Using automatic speech recognition for the prediction of impaired speech identification
Age-related hearing loss (ARHL) is a very prevalent hearing disorder in adults that negatively impacts on the ability to understand speech, especially in noisy environments. The most common rehabilitation strategy is to fit hearing aids (HAs). Their benefit is generally assessed by measuring speech-identification performance with and without HAs. However, such so-called “speech audiometry” can be fairly lengthy, and its results are likely to be influenced by the patient’s level of fatigue, cognitive state and familiarity with the speech material used for the assessment.
In order to overcome these issues, the feasibility of using objective measures based on automatic speech recognition (ASR) to predict human speech-identification performances was recently investigated (Fontan et al., 2017; Fontan et al., in preparation; Kollmeier et al., 2016).

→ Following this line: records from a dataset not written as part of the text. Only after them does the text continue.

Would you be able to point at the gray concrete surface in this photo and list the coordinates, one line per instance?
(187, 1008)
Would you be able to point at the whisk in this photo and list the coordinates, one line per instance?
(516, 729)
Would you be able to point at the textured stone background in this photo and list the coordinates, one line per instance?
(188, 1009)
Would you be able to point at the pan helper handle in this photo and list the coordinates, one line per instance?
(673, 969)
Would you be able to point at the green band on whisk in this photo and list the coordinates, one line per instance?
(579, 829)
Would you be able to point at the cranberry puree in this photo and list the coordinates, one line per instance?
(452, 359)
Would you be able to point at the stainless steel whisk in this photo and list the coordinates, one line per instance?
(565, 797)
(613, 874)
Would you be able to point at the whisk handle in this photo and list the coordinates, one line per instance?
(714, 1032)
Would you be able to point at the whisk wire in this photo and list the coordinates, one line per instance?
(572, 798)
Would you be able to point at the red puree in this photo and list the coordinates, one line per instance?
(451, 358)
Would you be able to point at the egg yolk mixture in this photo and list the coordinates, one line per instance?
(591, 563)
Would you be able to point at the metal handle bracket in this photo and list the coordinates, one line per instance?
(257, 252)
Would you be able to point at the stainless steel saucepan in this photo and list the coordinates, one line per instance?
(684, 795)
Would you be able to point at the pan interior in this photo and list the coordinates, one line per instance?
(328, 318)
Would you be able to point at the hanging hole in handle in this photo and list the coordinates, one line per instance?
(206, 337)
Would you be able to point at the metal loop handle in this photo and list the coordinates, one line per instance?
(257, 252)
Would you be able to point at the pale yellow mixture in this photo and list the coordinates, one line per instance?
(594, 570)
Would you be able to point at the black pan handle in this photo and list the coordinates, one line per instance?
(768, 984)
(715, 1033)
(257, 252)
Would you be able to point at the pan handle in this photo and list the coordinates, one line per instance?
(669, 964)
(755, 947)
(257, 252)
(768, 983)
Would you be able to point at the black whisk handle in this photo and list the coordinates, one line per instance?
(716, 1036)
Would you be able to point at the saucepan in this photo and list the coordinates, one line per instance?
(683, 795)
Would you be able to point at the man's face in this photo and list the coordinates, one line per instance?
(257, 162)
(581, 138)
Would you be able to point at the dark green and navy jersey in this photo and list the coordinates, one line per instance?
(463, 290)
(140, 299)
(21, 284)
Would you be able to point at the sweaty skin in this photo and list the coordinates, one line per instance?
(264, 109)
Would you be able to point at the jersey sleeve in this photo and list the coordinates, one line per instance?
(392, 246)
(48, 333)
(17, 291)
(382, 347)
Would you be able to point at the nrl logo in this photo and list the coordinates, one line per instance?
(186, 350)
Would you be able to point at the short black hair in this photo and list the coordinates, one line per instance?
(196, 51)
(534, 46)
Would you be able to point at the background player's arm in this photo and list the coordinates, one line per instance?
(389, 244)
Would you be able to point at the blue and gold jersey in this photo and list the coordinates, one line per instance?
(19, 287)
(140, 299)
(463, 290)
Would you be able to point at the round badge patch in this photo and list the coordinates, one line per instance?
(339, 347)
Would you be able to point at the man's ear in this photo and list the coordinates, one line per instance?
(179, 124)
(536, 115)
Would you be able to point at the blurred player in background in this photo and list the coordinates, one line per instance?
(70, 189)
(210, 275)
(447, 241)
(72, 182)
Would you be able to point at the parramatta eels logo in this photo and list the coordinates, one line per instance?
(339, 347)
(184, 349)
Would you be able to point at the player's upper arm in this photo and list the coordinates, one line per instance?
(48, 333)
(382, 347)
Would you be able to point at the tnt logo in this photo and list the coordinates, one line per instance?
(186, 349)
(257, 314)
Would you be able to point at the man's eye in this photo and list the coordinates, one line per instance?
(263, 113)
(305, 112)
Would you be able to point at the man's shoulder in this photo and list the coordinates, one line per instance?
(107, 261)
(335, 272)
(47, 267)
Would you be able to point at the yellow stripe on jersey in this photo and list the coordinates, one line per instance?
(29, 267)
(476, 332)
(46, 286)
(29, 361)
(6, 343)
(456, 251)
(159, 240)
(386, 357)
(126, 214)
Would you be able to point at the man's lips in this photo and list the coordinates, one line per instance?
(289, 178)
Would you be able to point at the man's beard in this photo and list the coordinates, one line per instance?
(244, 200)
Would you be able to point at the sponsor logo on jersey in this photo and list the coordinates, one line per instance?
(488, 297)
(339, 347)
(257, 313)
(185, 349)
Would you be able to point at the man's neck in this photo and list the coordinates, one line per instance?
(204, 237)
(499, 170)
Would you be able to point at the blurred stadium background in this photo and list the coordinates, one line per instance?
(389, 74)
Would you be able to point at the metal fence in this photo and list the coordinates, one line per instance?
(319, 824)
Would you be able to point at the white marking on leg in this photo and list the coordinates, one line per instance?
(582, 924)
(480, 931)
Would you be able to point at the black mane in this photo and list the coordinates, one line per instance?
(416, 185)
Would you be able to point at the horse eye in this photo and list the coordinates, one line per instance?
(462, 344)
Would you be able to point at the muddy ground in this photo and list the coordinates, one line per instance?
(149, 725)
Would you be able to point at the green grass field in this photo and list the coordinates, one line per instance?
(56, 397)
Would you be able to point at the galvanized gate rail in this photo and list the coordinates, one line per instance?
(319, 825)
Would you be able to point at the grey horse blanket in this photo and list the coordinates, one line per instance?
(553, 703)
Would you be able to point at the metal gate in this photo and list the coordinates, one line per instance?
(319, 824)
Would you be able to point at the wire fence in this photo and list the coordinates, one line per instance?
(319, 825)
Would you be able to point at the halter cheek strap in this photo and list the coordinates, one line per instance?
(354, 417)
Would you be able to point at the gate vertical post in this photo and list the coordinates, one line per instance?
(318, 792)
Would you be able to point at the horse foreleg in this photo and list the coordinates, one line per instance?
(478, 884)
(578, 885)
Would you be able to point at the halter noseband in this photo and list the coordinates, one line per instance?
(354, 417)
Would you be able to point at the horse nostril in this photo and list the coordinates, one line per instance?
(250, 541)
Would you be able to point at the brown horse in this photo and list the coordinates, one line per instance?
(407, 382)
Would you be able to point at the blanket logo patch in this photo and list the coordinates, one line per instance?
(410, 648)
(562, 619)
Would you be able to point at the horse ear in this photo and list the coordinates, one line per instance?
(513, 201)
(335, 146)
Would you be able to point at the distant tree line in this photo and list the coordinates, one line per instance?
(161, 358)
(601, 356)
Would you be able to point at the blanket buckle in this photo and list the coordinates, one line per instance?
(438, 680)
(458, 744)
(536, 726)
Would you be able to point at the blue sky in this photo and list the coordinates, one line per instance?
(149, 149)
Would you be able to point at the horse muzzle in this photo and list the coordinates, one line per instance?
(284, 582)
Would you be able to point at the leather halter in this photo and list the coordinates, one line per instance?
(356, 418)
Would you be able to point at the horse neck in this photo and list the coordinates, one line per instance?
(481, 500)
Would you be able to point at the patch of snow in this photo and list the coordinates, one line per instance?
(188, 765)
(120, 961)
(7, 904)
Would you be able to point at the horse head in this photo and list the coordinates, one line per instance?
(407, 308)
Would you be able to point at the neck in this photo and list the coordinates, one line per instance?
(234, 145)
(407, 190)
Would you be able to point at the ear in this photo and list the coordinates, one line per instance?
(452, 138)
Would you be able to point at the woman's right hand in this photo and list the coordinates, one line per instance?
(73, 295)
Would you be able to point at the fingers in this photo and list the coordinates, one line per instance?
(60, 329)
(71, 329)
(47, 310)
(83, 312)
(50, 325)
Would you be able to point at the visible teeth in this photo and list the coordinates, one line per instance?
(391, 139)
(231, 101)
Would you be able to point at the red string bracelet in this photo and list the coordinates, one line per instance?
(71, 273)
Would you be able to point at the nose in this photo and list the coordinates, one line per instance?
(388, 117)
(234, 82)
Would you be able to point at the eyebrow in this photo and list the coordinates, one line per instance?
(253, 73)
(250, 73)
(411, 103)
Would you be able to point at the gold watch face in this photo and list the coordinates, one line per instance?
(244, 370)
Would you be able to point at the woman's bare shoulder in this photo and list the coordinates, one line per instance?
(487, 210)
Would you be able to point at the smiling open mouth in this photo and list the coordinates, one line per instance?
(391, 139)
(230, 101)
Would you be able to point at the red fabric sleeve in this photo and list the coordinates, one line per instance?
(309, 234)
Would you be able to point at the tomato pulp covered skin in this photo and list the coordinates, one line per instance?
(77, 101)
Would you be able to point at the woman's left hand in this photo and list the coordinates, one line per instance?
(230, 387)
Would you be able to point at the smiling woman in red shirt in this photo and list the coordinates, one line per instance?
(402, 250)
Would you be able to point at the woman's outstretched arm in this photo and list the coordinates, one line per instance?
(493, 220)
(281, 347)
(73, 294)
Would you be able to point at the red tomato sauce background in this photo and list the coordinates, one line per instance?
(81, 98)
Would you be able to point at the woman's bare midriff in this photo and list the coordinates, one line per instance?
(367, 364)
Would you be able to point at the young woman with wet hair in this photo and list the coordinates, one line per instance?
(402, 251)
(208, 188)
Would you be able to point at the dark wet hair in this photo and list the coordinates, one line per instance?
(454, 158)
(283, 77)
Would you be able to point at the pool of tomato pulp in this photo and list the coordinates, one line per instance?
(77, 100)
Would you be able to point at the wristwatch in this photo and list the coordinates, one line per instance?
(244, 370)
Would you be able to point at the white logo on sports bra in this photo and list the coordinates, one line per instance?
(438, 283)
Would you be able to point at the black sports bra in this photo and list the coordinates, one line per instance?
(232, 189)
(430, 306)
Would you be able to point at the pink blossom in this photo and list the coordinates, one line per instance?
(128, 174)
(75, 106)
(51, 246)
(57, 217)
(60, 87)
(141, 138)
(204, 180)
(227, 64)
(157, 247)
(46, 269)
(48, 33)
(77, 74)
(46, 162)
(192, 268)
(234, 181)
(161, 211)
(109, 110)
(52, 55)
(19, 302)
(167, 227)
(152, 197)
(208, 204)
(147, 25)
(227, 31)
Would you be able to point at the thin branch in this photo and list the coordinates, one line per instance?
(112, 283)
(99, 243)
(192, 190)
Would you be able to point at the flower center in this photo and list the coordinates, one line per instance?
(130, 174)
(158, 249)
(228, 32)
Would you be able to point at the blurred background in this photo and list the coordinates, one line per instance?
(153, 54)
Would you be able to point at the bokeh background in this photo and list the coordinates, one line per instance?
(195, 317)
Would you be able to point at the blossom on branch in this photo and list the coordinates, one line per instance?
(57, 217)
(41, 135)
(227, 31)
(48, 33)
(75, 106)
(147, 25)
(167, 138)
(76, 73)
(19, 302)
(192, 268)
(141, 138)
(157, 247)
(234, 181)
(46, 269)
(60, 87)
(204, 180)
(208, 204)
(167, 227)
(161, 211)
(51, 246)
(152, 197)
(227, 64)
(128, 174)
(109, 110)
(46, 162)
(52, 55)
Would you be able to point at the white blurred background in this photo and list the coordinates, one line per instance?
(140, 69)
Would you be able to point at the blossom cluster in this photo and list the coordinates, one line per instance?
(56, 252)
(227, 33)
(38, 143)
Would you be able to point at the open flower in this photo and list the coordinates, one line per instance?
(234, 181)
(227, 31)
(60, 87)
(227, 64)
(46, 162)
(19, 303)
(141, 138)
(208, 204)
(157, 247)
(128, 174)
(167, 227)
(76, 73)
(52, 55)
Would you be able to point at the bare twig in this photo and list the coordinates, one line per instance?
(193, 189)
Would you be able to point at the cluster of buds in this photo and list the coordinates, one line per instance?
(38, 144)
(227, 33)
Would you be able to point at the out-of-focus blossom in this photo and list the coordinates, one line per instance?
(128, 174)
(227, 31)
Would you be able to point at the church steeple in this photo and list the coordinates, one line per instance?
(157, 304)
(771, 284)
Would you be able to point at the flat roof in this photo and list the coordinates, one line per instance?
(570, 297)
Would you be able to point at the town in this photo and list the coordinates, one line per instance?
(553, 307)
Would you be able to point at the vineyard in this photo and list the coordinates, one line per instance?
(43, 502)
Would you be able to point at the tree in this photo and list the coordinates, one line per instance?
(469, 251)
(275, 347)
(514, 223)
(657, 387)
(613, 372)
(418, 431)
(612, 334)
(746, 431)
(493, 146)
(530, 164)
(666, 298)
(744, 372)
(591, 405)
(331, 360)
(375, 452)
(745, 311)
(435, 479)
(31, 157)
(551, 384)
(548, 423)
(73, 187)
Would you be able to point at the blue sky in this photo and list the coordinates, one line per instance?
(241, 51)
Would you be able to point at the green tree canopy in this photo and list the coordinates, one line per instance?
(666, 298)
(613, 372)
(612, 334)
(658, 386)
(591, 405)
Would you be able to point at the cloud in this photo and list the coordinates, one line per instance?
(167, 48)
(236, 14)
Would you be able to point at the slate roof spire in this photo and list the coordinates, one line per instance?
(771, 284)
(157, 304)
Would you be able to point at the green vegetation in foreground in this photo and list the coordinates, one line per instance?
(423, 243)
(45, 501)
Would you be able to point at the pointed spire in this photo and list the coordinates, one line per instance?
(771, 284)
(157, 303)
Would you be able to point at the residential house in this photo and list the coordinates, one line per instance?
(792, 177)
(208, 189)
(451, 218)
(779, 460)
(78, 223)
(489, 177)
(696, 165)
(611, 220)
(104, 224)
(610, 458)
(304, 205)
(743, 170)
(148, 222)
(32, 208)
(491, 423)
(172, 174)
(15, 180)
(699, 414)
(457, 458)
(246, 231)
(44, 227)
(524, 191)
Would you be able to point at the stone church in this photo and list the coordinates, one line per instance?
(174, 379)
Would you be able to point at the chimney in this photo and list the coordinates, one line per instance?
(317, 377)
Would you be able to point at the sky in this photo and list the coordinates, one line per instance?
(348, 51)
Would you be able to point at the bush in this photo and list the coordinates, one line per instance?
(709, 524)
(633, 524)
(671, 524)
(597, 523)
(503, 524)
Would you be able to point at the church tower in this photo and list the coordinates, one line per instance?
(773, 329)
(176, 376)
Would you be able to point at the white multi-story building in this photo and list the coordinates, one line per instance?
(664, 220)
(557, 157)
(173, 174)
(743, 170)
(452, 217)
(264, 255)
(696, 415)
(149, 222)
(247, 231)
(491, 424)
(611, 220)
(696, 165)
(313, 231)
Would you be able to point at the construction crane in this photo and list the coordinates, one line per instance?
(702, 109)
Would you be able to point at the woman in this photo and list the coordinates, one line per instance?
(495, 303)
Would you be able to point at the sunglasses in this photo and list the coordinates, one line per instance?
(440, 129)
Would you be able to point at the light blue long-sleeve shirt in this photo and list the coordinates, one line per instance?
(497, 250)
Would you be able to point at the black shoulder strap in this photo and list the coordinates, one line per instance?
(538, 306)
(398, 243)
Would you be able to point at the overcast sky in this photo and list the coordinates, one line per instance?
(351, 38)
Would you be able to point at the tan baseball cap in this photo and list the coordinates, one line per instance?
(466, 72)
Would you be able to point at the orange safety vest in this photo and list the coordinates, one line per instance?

Here, we present the results of a series of experiments, that combined ASR and an ARHL simulation to predict human performances for various tasks ranging from phoneme discrimination to sentences identification. More specifically, signal processing techniques (Nejime & Moore, 1997) were used to process the speech tokens to mimic some of the perceptual consequences of ARHL on speech perception (i.e., elevated thresholds, reduced frequency selectivity and loudness recruitment), and the processed speech tokens were then fed to an ASR system for analysis. To provide “proof-of-concept”, our first experiments focussed on the prediction of unaided speech perception in quiet, while subsequent experiments investigated the applicability of the ASR system to aided and unaided speech perception in noise.
Fontan, L., Cretin-Maitenaz, T., & Füllgrabe, C. (In preparation). Automatic speech recognition predicts speech perception in older hearing-impaired listeners.
Fontan, L., Ferrané, I., Farinas, J., Pinquier, J., Magnen, C., Tardieu, J., Gaillard, P., Aumont, X., & Füllgrabe, C. (2017). Automatic speech recognition predicts speech intelligibility and comprehension for listeners with simulated age-related hearing loss. Journal of Speech, Language, and Hearing Research, 60, 2394-2405.
Kollmeier, B., Schädler, M. R., Warzybok, A., Meyer, B. T., & Brand, T. (2016). Sentence recognition prediction for hearing-impaired listeners in stationary and fluctuation noise with FADE: Empowering the attenuation and distortion concept by Plomp with a quantitative processing model. Trends in Hearing, 20, 233121651665579.
Nejime, Y., & Moore, B. C. J. (1997). Simulation of the effect of threshold elevation and loudness recruitment combined with reduced frequency selectivity on the intelligibility of speech in noise. Journal of the Acoustical Society of America, 102, 603-615.